Scanning DynamoDB tables in parallel is particularly beneficial because they are partitioned, requiring parallel scans to take advantage of all your provisioned read capacity. We have observed significant scan time improvements when switching to the parallel scanner.

RDD Integration
Our primary use-case at Medium is using Spark to backup DynamoDB tables to S3. Separate Spark jobs restore the backups — JSON files on S3 which Spark has great support for — into a variety of systems, including Redshift and Databricks. We chose this approach (rather than Data Pipeline) so our ETL and analysis jobs have a common look & feel, keeping things simple for our users and developers.
We start our backup jobs with a command similar to:
spark-submit \
--class com.github.traviscrawford.spark.dynamodb.DynamoBackupJob \
--packages com.github.traviscrawford:spark-dynamodb:0.0.5 '' \
-table users -output s3://myBucket/users \
-totalSegments 4 -rateLimit 100
DynamoDB table scans work by defining a set of ScanSpec’s, or description of what data to scan, including which portion of the table to scan, and which projections and/or filters to apply.
This data source creates ScanSpec’s in the Spark driver based on the provided configuration, then distributes them to cluster workers where the table is scanned in parallel.

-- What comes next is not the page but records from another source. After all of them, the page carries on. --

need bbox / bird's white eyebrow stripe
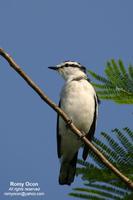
[57,61,81,68]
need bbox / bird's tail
[59,152,78,185]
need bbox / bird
[48,61,99,185]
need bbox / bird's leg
[79,131,87,139]
[66,119,72,129]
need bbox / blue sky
[0,1,133,199]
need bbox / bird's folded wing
[82,96,98,160]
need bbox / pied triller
[48,61,100,185]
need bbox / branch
[0,48,133,190]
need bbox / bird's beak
[48,66,58,70]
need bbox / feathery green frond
[112,128,133,151]
[71,187,120,199]
[88,70,112,86]
[69,192,105,200]
[123,127,133,141]
[128,65,133,80]
[88,60,133,104]
[84,183,126,196]
[69,127,133,199]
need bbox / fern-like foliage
[69,128,133,200]
[88,60,133,104]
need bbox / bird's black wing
[82,95,98,160]
[87,78,100,105]
[57,100,61,158]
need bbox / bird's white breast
[59,79,96,158]
[60,80,95,131]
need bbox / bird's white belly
[59,80,95,158]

As a convenience, we provide a backup job that writes the data set to any supported filesystem. For more control, you can use the table scanner as a library.
DataFrame Integration
As a NoSQL database, DynamoDB does not strictly enforce schemas. However, if all records in a table share a schema it may be useful to load the table as a DataFrame.
Here’s an example running SQL on a DynamoDB table. Notice how no schema was provided — it’s inferred by sampling some records in the table. You can optionally specify the schema if needed (we generate ours from protobufs).
import com.github.traviscrawford.spark.dynamodb._
val users = sqlContext.read.dynamodb("users").cache()
users.registerTempTable("users")
val data = sqlContext.sql(
"select username from users where username = 'tc'")
You can perform any DataFrame operation on the data that was scanned from the DynamoDB table, such as continued analysis, or saving to S3/Redshift.